Who on this chat is working for, going to work for, or is thinking about working for RadPartners, envision, Lucid or any private equity group? And why is it appealing to you? Just want your perspective. This compromises a huge subset of radiologist in are country. Many could work other places, but chose to work there. I just want to know your perspective, no judgment.
As someone who left a PE group and watched people continue to join said group, there's a myriad a reasons. I don't agree with many them but it's undeniable that people continue to join PE groups.
Location: PE snapped up groups in many desirable places and if you are geographically constrained, you may not have many choices. I know the South the best but I'm sure it applies elsewhere.
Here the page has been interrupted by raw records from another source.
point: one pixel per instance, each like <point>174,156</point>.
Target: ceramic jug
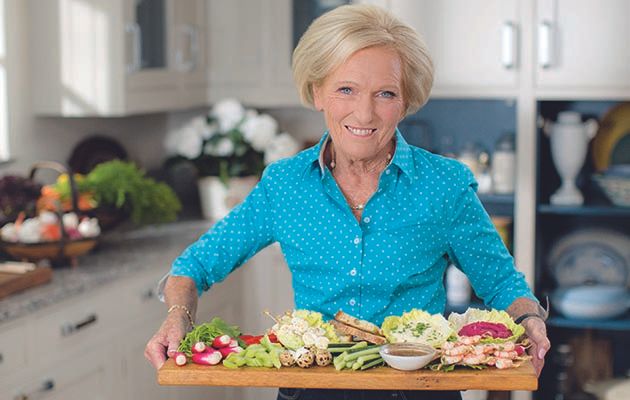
<point>569,144</point>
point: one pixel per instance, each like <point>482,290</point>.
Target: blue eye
<point>345,90</point>
<point>388,94</point>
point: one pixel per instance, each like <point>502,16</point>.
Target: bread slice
<point>357,333</point>
<point>360,324</point>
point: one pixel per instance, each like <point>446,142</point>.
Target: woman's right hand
<point>166,341</point>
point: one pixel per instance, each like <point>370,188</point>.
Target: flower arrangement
<point>230,141</point>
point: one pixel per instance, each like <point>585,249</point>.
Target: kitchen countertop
<point>119,255</point>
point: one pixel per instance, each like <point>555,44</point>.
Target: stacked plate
<point>592,270</point>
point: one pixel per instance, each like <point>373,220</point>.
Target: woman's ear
<point>317,97</point>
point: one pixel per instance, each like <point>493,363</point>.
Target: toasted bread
<point>357,333</point>
<point>360,324</point>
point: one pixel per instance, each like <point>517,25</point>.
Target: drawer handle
<point>147,294</point>
<point>71,328</point>
<point>46,386</point>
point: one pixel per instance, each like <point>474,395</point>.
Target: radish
<point>210,357</point>
<point>199,347</point>
<point>225,351</point>
<point>180,359</point>
<point>221,341</point>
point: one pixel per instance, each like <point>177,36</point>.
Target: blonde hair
<point>332,38</point>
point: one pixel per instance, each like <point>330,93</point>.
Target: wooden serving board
<point>384,378</point>
<point>11,283</point>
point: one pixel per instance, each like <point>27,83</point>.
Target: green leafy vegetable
<point>123,185</point>
<point>206,333</point>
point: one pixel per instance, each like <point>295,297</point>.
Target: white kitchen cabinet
<point>474,43</point>
<point>583,46</point>
<point>113,58</point>
<point>250,46</point>
<point>75,377</point>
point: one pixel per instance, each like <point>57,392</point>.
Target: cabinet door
<point>583,44</point>
<point>189,43</point>
<point>89,376</point>
<point>474,43</point>
<point>236,35</point>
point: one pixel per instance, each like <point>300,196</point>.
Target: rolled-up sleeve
<point>477,249</point>
<point>232,241</point>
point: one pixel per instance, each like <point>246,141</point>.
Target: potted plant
<point>229,147</point>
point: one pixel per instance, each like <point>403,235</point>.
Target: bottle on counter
<point>504,165</point>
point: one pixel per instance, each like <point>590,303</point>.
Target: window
<point>4,113</point>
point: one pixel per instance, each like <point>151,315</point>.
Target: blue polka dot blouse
<point>393,260</point>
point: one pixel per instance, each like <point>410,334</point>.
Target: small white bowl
<point>407,356</point>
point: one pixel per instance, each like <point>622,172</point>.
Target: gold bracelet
<point>180,307</point>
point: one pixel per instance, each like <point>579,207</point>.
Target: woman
<point>365,220</point>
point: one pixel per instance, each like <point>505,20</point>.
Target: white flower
<point>228,113</point>
<point>9,232</point>
<point>89,227</point>
<point>29,232</point>
<point>187,140</point>
<point>223,148</point>
<point>282,146</point>
<point>259,130</point>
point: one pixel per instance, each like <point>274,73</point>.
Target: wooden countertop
<point>385,378</point>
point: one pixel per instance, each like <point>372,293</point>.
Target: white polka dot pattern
<point>392,261</point>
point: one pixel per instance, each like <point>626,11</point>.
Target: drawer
<point>75,323</point>
<point>12,348</point>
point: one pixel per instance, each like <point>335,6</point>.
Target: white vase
<point>218,199</point>
<point>569,144</point>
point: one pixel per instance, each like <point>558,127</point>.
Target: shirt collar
<point>403,156</point>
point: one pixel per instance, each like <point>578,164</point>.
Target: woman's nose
<point>364,109</point>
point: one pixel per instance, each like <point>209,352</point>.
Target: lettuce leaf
<point>457,321</point>
<point>417,326</point>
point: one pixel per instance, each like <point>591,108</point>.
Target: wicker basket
<point>56,251</point>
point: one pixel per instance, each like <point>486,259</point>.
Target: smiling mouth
<point>362,132</point>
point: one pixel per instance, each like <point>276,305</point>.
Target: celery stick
<point>371,364</point>
<point>370,357</point>
<point>362,348</point>
<point>359,345</point>
<point>366,352</point>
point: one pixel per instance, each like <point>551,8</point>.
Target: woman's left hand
<point>537,333</point>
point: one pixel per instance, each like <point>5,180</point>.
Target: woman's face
<point>362,102</point>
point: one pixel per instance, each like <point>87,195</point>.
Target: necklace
<point>333,164</point>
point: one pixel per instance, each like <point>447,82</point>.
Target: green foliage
<point>123,185</point>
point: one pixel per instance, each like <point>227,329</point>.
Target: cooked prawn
<point>506,354</point>
<point>502,363</point>
<point>458,350</point>
<point>452,359</point>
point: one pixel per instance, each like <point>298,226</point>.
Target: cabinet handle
<point>545,44</point>
<point>191,37</point>
<point>73,327</point>
<point>46,386</point>
<point>147,294</point>
<point>136,47</point>
<point>508,45</point>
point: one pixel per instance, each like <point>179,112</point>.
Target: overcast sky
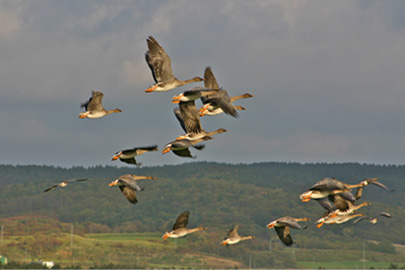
<point>328,79</point>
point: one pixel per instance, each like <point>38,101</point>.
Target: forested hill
<point>217,195</point>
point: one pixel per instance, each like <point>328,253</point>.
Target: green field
<point>149,250</point>
<point>344,265</point>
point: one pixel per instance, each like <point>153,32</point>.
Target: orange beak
<point>151,89</point>
<point>83,115</point>
<point>114,183</point>
<point>181,137</point>
<point>176,99</point>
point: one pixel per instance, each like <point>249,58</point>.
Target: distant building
<point>48,264</point>
<point>3,260</point>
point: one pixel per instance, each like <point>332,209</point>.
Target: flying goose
<point>282,226</point>
<point>160,65</point>
<point>217,96</point>
<point>181,147</point>
<point>128,155</point>
<point>94,108</point>
<point>179,228</point>
<point>335,219</point>
<point>128,186</point>
<point>213,109</point>
<point>374,219</point>
<point>65,183</point>
<point>193,120</point>
<point>233,237</point>
<point>331,186</point>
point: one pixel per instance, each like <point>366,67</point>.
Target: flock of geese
<point>333,195</point>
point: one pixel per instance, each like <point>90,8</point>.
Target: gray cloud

Austin for the most part is a one group town (RP). The major Nashville group (ADI) is also RP. Most of the Houston groups except for the Methodist group are PE of some variety.
Better starting salaries: The PE money has pushed starting salaries into low-400's for people coming out of fellowship. They've gone up a lot faster than starting salaries in true PP groups. PP offers are responding to the market rather than being proactive
Good enough partner salaries: PE salaries can get up into 500k-600k's levels. That's more than acceptable for most people, even if the rads are actually doing $1m worth of work.
Shorter "partner" tracts: I originally signed a 5 year associate workup contract with a true PP that got bought out when I got there. When I left, the tract was down to 2 years.
More "transparency": For the most part, I found PE was a lot more 'what you see is what you get'. PP's vary widely in transparency, most of the time in a not good way.
More flexibility: PE is more willing to let you practice however you want as long as they can take their 30-40% off the top of your efforts. You want pure telerad? Sure. You want per-click only? Sure. A lot of PP's are based on a traditional butts-in-seat model.
Lack of interest in running a business: Some people just want the better than academics/VA paycheck but don't have any interest in running/building a practice.
Lack of understanding of autonomy: Most people, particularly fresh trainees, have only ever practiced in a model where they have almost no autonomy in how they practice. They don't know what the actual benefits are of being their own boss.
TBH, I'm wholly unsurprised that people continue to join PE. PP's haven't been nearly responsive enough to the market on many of the above mentioned things.